From that time on our son began to appear in dreams to me and likewise to others as if he had lost his personal characteristics and is rather personifying in himself the Russian people.

Apart from the loss of our son, there always lay on my heart another sorrow: the loss of the homeland and anxiety over the Christian spirit of the Russian people; was this spirit alive or had it been extinguished never to return?  As I stood at his grave, I addressed our son, "You, who now know more than we sinners on the earth, tell me: is the spirit of our people alive?"

After sometime had passed, when I was no longer thinking about this request, I saw in a dream my husband and several other men running down a hill to the cemetery with shovels.  "Where are you running to?"  I asked.

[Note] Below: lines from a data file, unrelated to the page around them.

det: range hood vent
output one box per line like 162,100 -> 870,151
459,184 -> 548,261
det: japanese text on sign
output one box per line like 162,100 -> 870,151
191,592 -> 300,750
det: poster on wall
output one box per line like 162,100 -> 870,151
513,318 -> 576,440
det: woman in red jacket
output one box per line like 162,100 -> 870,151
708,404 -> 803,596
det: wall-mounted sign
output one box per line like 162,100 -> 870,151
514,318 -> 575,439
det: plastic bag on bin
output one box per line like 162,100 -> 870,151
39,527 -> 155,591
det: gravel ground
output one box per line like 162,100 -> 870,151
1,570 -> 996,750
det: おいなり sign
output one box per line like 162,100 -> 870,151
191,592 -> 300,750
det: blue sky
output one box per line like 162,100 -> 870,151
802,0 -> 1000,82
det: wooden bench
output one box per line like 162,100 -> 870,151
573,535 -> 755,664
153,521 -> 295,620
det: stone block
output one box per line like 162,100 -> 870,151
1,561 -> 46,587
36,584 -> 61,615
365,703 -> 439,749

They answered, "We're running to dig up Alexander, for he's risen."

After a few minutes they appeared at the door of our house with a stretcher on which Alexander lay, alive, smiling, but his face pale and yellowish.  He held his hand out to me and said, "Mommy, I've risen, but I'm too weak to stand."

The Second World War came to an end.  According to an agreement with the Allies, the Soviet army occupied the countries granted it.  Several days before the taking of Belgrade, after which there ensued a terribly brutal reign of terror, I dreamed that I was walking across a plain along a deserted road.  Some youth came up to greet me; I took a look at him and I recognized him as our son.  I ran up to him, however, he looked not at me but at some place far above my hear, and his face distorted with horror.

"What is it?" I asked, "What do you see that's so terrible?  Something must happen to your father and me?"

"No," he answered, "right now it's so much worse for my younger brother than for me."  He never had a younger brother.  After several days we read and heard about what was happening in Serbia, and we realized that he had been talking about the Serbian people.

* * * 

Everything cited above does not exhaust what could have been told about the youth Alexander.  But I think that what is told here is a sufficient witness to the fact that there is no death for those who accept without murmur everything sent by the Lord, that there is no request in prayer which the Lord does not hear, when it rises up before Him from the depths of a sorrowing heart.